Federal complaint alleges ATI lockout of workers illegal
Allegheny Technologies Inc. was served Thursday with a federal complaint alleging the company’s six-month-long lockout of union workers is illegal, a move that was made as the sides work to end the labor dispute.
The National Labor Relations Board, which declined to make the complaint public, said a hearing on the United Steelworkers allegations of unfair labor practices against ATI was scheduled for May 23 before an administrative law judge in Pittsburgh.
Union officials declined to comment, saying they were still reviewing the complaint.
Downtown-based ATI said the NLRB’s case was “not supported by the facts or the law,” and that the steelmaker would defend itself.
Setting a hearing date follows the December announcement by the labor board that its regional director in Pittsburgh had determined the steelmaker acted in bad faith by trying to force the union to accept contract concessions. The determination was viewed as a catalyst for the two sides returning to the bargaining table in early January.
ATI locked out about 2,200 USW members Aug. 15 after delivering a final contract offer that included cuts to union health care benefits and other concessions. After meeting briefly with a federal mediator in September, the sides didn’t talk for months.
Union and ATI negotiators met Thursday and discussed operations the company plans to idle, including its grain-oriented electrical steel plant in Gilpin where 360 USW members are locked out, the union said in a separate statement Thursday. That plant is expected to be temporarily shut down in April. About 250 union workers are locked out of ATI’s Midland plant, which was idled in January.

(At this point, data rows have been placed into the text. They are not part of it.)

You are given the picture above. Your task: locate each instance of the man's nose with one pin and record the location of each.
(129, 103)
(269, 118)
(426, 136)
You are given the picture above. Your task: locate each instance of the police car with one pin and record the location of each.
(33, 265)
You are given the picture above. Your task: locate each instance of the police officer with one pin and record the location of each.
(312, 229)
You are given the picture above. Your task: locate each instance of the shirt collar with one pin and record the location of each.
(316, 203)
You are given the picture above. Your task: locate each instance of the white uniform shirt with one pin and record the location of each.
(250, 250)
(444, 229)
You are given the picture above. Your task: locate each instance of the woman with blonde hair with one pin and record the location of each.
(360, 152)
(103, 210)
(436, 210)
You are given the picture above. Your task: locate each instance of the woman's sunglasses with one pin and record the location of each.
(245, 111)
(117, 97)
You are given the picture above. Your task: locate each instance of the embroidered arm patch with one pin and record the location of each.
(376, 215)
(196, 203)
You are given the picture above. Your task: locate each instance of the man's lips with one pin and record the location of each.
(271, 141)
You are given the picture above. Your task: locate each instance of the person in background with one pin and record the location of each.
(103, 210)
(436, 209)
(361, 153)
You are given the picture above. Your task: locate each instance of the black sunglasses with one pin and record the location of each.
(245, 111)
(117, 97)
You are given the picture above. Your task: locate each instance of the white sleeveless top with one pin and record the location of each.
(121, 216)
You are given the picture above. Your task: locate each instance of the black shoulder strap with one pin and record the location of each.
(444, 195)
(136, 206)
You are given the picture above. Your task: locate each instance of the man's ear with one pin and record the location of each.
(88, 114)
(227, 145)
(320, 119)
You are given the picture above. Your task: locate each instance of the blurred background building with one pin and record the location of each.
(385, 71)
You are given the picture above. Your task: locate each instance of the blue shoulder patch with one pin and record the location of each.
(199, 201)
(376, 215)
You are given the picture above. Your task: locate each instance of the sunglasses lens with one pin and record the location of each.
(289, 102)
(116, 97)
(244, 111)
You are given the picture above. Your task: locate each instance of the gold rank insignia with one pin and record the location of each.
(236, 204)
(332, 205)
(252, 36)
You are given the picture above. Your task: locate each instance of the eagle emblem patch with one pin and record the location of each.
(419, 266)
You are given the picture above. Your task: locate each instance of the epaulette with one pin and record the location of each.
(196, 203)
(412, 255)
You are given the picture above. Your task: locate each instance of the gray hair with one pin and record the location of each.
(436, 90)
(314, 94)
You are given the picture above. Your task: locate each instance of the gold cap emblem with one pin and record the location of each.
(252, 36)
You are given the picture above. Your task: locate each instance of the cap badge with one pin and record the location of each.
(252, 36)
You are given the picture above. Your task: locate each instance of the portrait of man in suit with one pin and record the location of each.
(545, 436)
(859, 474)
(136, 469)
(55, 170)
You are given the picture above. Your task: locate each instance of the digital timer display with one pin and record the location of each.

The sides planned to meet again Friday and discuss company proposals on contracting some work to outside companies and issues specific to local unions. ATI officials could not be reached for comment on the talks.
ATI is dealing with a severe downturn in the steel industry caused by slumping demand and high levels of cheap imports. The company has said it needs to lower costs to remain competitive. Union officials have said the company should not use a temporary downturn as an excuse to gut union benefits.
Alex Nixon is a Tribune-Review staff writer.